There are other difficulties with Agutter's experiment. For instance, it is unclear how representative the informants were of their respective populations: in particular, SSE speakers are variably influenced by RP, and Agutter does not tell us whether her SSE informants had non-Scots characteristics like the /æ/ ~ /ɑ/, /ɒ/ ~ /ɔ/ and /ʊ/ ~ /u/ oppositions.

Furthermore, the distribution of informants across accent groups is unbalanced, with four SSE and two RP speakers, making further statistical testing difficult. Certain contexts were also unavailable for investigation due to accidental gaps in the English lexis; no monosyllables were found for /ɔ/ before /r ð s f/, /au/ before /v b p f/ or /i/ before /b/. The relative unfamiliarity of some of the words used, such as mouthe, gawp and dowd, is reflected in a number of gaps in the data, resulting from unusable tokens. The use of nonsense syllables would have solved the first problem, but whether it would have alleviated or exacerbated the second is debatable.

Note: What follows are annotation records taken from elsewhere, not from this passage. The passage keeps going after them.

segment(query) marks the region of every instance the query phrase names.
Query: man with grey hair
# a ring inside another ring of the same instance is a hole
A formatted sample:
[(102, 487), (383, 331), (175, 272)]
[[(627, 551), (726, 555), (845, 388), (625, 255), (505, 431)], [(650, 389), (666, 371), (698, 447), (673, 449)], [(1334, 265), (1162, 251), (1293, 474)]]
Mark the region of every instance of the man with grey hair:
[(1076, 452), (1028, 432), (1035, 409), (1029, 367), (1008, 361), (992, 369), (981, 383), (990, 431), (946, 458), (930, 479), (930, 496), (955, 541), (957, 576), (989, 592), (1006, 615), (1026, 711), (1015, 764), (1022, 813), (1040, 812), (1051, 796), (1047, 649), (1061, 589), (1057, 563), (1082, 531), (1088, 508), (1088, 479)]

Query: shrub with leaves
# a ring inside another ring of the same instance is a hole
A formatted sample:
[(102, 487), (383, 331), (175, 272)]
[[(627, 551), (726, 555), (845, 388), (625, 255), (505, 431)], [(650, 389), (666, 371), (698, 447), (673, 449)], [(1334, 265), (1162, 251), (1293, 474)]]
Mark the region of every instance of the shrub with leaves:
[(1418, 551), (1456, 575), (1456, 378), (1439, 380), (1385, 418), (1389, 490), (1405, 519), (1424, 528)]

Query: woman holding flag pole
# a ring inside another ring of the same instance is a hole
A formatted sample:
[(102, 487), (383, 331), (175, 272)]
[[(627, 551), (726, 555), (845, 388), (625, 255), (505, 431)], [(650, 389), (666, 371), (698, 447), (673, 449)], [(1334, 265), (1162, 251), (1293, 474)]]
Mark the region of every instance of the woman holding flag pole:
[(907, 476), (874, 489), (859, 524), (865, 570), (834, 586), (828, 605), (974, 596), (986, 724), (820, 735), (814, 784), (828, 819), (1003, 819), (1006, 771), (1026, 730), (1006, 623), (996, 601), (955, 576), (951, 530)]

Agutter sees her results as inconsistent with a formulation of SVLR as Scots-specific, since they suggest that all vowels tested, for speakers of both groups, lengthened before all voiced consonants, albeit with consistently slightly greater duration in SVLR long environments. From these findings, Agutter concludes that `SVLR is too restrictive in the set of contexts which it designates as long contexts in Scots' (1988b: 16); more radically, she argues that `the context-dependent vowel length encapsulated in SVLR is not and perhaps never was Scots-specific' (1988b: 20).

We considered evidence above that SVLR was introduced historically only into Scots, and I shall show below that it is still restricted to Scots and SSE today. Agutter ascribes all the vowel length variation in her results to a single process; if this process is SVLR, then it must apply before all voiced consonants, and in RP. I believe that a more enlightening account of Agutter's data can be given if we assume that two overlapping processes are at work: SVLR in Scots and SSE, and a pandialectal low-level phonetic lengthening rule operating before all voiced consonants.